Sidra, Jammu: Ashraf Ali Kathana, 67, a retired employee of the Jammu and Kashmir sheep husbandry department, was offering his fajr namaz, or dawn prayers, on 19 May 2026, when police personnel and forest officials arrived at his home in Sidra Bandhi, on the outskirts of Jammu.
“I was not even allowed to fold my prayer mat,” said Kathana. “The police and forest officials dragged me out of my home. My wife was also praying on another mat. After completing her prayers, she was reciting the Holy Quran, but she too was not allowed to close it properly.”
The police and forest departments in J&K report not to the chief minister but to the lieutenant governor, who runs a parallel administration that reports to New Delhi.
Kathana said officials asked him to alert neighbouring households to leave immediately.
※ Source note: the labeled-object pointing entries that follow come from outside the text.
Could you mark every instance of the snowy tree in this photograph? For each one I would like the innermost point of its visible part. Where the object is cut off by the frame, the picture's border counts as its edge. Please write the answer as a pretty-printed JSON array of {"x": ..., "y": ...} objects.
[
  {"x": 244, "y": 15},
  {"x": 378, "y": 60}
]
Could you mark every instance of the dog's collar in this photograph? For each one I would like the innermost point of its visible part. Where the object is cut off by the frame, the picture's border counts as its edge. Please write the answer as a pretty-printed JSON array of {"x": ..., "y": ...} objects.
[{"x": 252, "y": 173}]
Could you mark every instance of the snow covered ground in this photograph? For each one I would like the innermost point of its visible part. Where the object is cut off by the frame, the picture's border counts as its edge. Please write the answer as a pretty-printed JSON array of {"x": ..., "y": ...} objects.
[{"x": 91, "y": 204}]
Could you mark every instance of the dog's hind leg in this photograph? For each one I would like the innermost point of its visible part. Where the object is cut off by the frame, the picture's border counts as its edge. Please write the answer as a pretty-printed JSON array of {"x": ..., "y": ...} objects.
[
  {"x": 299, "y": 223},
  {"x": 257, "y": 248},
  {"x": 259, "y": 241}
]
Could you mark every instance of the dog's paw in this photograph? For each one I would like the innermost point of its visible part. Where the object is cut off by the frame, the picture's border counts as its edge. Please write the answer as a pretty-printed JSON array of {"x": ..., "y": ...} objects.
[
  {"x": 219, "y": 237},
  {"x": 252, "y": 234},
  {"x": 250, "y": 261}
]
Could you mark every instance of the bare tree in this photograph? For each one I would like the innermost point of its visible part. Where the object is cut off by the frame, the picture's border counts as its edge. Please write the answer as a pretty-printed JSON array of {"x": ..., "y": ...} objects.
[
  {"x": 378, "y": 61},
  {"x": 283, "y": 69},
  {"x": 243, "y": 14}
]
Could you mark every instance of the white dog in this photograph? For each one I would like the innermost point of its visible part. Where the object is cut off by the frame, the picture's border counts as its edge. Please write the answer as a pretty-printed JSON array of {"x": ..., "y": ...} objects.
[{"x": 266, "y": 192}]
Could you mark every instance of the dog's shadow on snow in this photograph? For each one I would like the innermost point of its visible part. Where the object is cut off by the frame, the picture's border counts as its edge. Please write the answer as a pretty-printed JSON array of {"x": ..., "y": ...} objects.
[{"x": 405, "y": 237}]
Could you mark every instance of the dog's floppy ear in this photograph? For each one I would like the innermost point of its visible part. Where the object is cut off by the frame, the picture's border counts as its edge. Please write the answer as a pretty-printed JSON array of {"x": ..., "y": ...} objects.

Within hours, residents said, 28 homes belonging to Gujjar-Bakarwal families were gone.
“Within an hour, everything had been reduced to rubble,” said Amjid Hussain, 52, one of those displaced, “They did not allow us to take our documents or belongings that held special value for us.”
The Sidra evictions were the latest in a series of moves to evict Gujjars and Bakarwals, beginning in 2020, right after the union government removed J&K’s special constitutional status by deleting Article 370.
Hundreds of cattle-herding Gujjars and Bakarwals—also migratory people, they rear goats and sheep—received notices over November 2020 across the former state for “illegal encroachment”, as Article 14 reported that month.